That’s great! It just appeared ordered in that multiple related requests appeared in sequence, but I see that sorting can have that effect too.
Here is a concern: if the adversary can cause the size to be modified (say by adding comments to an blog page), then he can effectively mark certain requests as happening within a certain time period by setting a unique size for that time period.
This might be easiest to appreciate in the limit. Suppose you have a huge number of servers (relative to the number of clients) with DNS load-balancing among them. Each one basically has no requests or all those from the same client. Linking together multiple client requests allow them to collectively reveal information about the client. You might learn the language in one request, the platform in another, etc. A similar argument applies to splitting the logs across increasingly small time periods (per-day, per-hour, although at some point the time period gets below a given client’s “browsing session"). Obviously both of these examples are not near reality at some point, but the more you separate the logs across machines and over time, the more that requests might reasonably be inferred to belong to the same client. This presents an tradeoff you can make between accuracy and privacy by aggregating across more machines and over longer time periods.
:-D
A more conservative approach would be more “pull” than “push”, so you don’t collect data until you want it, at which point you add it to the collection list. Just a thought.
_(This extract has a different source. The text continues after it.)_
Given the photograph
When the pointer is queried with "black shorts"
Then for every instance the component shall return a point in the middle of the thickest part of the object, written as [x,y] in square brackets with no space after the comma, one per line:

I think this is the ultimate test, and it sounds like you put a lot of thought into it (as expected).
Are there any files there are only of particular interest to a particular user or user subpopulation? Examples might be an individual’s blog or Tor instructions in Kurdish. If so, revealing that they have been accessed could indicate if and when the user or subpopulation are active on the Tor site. Are there any files that might hold particular interest to some adversary? Examples might be a comparison in Mandarin between Psiphon tools and Tor. If so, revealing their access frequency could indicate to the adversary that they should pay close attention to whatever is signified by that file. A similar issue arose with the popularity onion services, about which I believe the current consensus is that it should be hidden, the canonical example being a government that monitors the popularity of political opposition forums to determine which ones are beginning to be popular and thus need to be repressed.
I’m happy to see that you’re removing 404s! Some things that occurred to me are avoided by doing this (e.g. inadvertent sensitive client requests).